The 2008 financial crisis provided the most expensive real-world demonstration. Long-Term Capital Management had already collapsed in 1998 under the weight of leverage applied to ensemble-average calculations that assumed convergence would occur before capital ran out. A decade later, Bear Stearns and Lehman Brothers repeated the structural error at institutional scale — holding portfolios of mortgage-backed securities whose expected returns were positive in the ensemble (the average mortgage pays) while their time-series risk was catastrophic (a correlated default wave eliminates the holder before the average can materialise).
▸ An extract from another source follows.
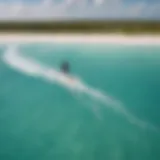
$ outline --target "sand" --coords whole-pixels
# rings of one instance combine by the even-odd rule
[[[160,45],[160,35],[0,33],[0,43],[65,42]]]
The executives who approved the leverage ratios were computing expected values. The mathematics that destroyed their firms was the mathematics of sequential, multiplicative, non-ergodic loss applied to a capital base that could not absorb the path.
Warren Buffett has expressed the same insight without the mathematics for sixty years. "Rule number one: never lose money. Rule number two: never forget rule number one." The advice sounds tautological until you understand it through the lens of ergodicity. Buffett is not saying that losses never occur. He is saying that the first priority in any non-ergodic system is to ensure that no single loss — or correlated sequence of losses — removes you from the game permanently. The arithmetic of recovery is too punishing, and the compounding of survival is too powerful, to treat ruin risk as one variable among many. It is the variable. Everything else is a footnote to the question of whether you will still be playing when the favourable outcomes eventually arrive.
The concept extends beyond finance into any domain where participation is a precondition for benefit. An organism that takes repeated survival-threatening risks, each with a "positive expected fitness" in the ensemble, will be eliminated from the gene pool — evolution is a non-ergodic process where the dead cannot benefit from future reproductive opportunities. A reputation that is destroyed by a single catastrophic error cannot recover through subsequent excellent performance — career trajectories are non-ergodic when a single failure mode produces permanent exclusion. The ergodicity question is not "is this a good bet on average?" It is "will I survive to collect the average?"